To take the definition directly from Wikipedia: A locavore is someone who eats food grown or produced locally or within a certain radius such as 50, 100, or 150 miles (240 km). The locavore movement encourages consumers to buy from farmers’ markets or even to produce their own food, with the argument that fresh, local products are more nutritious and taste better. Locally grown food is an environmentally friendly means of obtaining food, since supermarkets that import their food use more fossil fuels and non-renewable resources.
For those of us already psyched about eating locally produced and raised foods, the term locavore might be considered old hat. But for many, it’s a new way to phrase it and a new concept all together.
There are several resources in Central Ohio where you can learn more about eating local. To name a few:
Also, a group from the San Francisco Bay Area, and owners of Locavores.com, share these tips for living the locavore lifestyle. (And they’re pretty in-tune with what most other sites share as well.)

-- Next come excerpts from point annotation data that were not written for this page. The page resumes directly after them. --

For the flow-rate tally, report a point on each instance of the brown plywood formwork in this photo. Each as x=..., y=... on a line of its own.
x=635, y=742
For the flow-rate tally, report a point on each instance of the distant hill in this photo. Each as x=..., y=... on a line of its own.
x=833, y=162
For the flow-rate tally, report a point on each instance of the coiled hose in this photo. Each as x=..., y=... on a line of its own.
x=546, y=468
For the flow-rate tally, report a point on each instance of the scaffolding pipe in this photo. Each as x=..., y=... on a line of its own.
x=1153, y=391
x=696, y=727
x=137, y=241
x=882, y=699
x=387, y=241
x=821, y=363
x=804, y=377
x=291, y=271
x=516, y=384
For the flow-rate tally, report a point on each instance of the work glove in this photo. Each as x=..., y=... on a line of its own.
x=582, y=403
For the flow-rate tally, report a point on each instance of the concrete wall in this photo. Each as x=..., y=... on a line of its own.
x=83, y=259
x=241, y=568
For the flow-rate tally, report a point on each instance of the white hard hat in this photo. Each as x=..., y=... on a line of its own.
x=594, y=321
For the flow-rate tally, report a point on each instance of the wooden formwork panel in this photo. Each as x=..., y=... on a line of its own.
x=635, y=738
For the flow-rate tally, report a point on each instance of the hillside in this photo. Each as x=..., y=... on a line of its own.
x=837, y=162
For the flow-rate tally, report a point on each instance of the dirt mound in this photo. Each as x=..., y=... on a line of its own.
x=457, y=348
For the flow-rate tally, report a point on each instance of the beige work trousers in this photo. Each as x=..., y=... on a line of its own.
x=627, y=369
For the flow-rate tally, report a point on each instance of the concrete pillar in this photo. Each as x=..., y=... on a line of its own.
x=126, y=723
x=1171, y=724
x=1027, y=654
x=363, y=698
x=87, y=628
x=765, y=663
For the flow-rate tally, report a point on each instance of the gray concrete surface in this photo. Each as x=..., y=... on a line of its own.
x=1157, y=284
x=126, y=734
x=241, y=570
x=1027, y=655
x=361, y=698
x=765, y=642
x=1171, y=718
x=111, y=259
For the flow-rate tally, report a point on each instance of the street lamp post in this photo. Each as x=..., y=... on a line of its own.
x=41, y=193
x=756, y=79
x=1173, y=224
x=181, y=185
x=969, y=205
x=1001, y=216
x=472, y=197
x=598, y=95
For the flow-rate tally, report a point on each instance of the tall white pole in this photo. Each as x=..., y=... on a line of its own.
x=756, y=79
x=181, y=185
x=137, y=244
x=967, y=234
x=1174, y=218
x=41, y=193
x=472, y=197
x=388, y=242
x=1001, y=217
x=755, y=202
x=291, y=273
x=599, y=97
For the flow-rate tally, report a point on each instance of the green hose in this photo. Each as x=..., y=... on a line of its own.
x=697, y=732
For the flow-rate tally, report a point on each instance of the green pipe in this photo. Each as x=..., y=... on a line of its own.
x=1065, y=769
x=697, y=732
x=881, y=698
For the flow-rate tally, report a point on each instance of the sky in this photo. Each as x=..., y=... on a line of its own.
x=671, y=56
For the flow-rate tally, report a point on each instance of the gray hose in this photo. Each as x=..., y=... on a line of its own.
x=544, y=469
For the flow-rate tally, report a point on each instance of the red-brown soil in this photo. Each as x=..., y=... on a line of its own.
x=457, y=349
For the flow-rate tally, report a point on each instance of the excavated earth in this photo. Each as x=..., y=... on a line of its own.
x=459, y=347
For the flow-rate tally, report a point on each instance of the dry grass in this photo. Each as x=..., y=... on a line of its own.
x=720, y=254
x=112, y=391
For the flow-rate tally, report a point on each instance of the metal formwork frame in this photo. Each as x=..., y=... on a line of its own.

- If not LOCALLY PRODUCED, then Organic. This is one of the most readily available alternatives in the market and making this choice protects the environment and your body from harsh chemicals and hormones.
- If not ORGANIC, then Family farm. When faced with Kraft or Cabot cheeses, Cabot, a dairy co-op in Vermont, is the better choice. Supporting family farms helps to keep food processing decisions out of the hands of corporate conglomeration.
- If not FAMILY FARM, then Local business. Basics like coffee and bread make buying local difficult. Try a local coffee shop or bakery to keep your food dollar close to home.
- If not a LOCAL BUSINESS, then Terroir, which means ‘taste of the Earth’. Purchase foods famous for the region they are grown in and support the agriculture that produces your favorite non-local foods such as Brie cheese from Brie, France or parmesan cheese from Parma, Italy.
- Hit the farmers’ market before the supermarket. Plan your meal around local ingredients you find at the market.
- Branch out. Maybe your usual food repertoire could use some fresh ideas. The farmers’ market provides a perfect chance to try a new ingredient when it’s in season, and lets you talk to its grower to find out the best way to prepare your new food. Flirt with your food producer!
- Feed the freezer. Can’t cook every night? Worried about your fresh produce going bad? It’s easy. Make lasagna with local tomatoes or a soup packed with fresh veggies and freeze it! You can also make personal size meals for a brown bag lunch.